The clever thing is that Rebek spends little time constructing these molecular cages—they do it themselves. Rebek supplies the scaffolding— enjoined rings of atoms that can be prepared from fairly uncomplicated chemical recipes. Then, chemical attractive forces glue the pieces of the cage together, in much the same way as the seams of a softball are stitched together. The cages are ideal reaction centers. Rebek traps other chemicals inside the cages, so these molecules are forced to touch each other and then react. As the reaction proceeds, the products are also trapped inside, and they can be extracted later. The process is a lot like what happens with enzyme-catalyzed reactions, in which the key job of the enzyme is in positioning the reacting chemicals side by side in close proximity. In addition to acting like enzymes, molecular cages—which can be formed repeatedly and reversibly—may find use as biological sensing devices, designed to detect only molecules that have a certain unique shape.
Pass the Chip, Please
COURTESY OF FRED REGNIER
But don't bother with the sour cream and onion dip. Because this isn't the potato kind, but rather a variety of chip that's made from silicon, plastic, and glass...the kind that fits easily between the tips of two fingers...the kind that contains a laboratory full of instruments! It's true—Purdue University chemist Fred Regnier has succeeded in creating such a "laboratory-on-a-chip" that contains expansive networks of miniature tubes and Lilliputian separation columns, all etched onto a dime-sized silicon wafer, via the same techniques used routinely to manufacture computer chips. Voltage applied to alternate ends of the chip channels a liquid sample throughout the tubing, where it then encounters various mini-instruments, such as dust particle—sized reaction vessels and single, hair-thin chromatography columns (chambers that separate components of a mixture). The tiny chip-labs use far less starting material, requiring a millionth the amount of liquid compared to typically sized instruments-a quantity that equates to just a fraction of a drop. And besides conserving workspace, the chips also save time by permitting several experiments to be conducted at once rather than separately. Such properties could someday also make this technology ideal for measuring multiple components of a solution—cholesterol, sugar, and electrolytes in blood, for instance— in a doctor's office.
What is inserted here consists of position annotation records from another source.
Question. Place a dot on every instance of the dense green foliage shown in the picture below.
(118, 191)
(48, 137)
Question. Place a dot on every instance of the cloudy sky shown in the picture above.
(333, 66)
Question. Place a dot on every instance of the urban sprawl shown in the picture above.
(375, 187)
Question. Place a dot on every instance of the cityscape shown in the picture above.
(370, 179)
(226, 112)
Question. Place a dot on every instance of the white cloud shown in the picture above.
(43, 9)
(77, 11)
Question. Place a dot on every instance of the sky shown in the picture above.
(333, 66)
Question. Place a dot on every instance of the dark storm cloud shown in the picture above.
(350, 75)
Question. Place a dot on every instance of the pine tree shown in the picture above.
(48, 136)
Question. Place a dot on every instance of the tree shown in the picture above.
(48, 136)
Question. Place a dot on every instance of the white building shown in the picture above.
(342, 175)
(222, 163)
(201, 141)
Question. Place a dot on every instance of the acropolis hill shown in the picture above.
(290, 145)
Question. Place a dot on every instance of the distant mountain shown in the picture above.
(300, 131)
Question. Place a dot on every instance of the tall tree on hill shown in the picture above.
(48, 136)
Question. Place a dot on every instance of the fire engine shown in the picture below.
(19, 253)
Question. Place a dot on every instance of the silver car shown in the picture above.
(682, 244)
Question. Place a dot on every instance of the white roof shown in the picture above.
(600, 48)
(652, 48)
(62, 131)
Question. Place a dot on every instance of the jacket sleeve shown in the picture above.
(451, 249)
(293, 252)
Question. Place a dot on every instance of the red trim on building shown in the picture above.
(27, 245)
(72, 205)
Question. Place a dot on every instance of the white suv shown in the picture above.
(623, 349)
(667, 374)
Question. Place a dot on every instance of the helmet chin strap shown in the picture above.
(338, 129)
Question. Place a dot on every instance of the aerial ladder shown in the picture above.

Other scientists are developing similar chips to be used as drug delivery devices. Such a "pharmacy- on-a-chip," dreamed up by chemist/engineer Robert Langer of the Massachusetts Institute of Technology is still in the development stages. Langer's chip—also a dime—sized wafer of silicon— has a few dozen tiny reservoirs carved into it. The sample wells, as such reservoirs are called, hold a volume smaller than that of a salt grain. The wells are lined with a gold membrane and filled with various solutions (in the testing phase, the researchers poured in fluorescent compounds that would be easily detectable upon release). The reservoirs are then sealed off with glass. Langer and his co-workers formulate a solution that mimics body fluid (in terms of pH and electrolyte content), submerse the chip in this liquid, and rush electrical current across electrodes laced atop the wells. Then, chemistry happens! Gold particles team up with chloride molecules in the solution and form what chemists call a salt: a duo of alternately charged molecules. Result: The gold membrane well covering collapses and the well's contents—say, a drug—spill out into the solution.
Hard-Working Antibodies
ADAPTED WITH PERMISSION FROM TRENDS IN CELL BIOLOGY 1999, 9, M24-M28. COPYRIGHT 1999 ELSEVIER SCIENCE.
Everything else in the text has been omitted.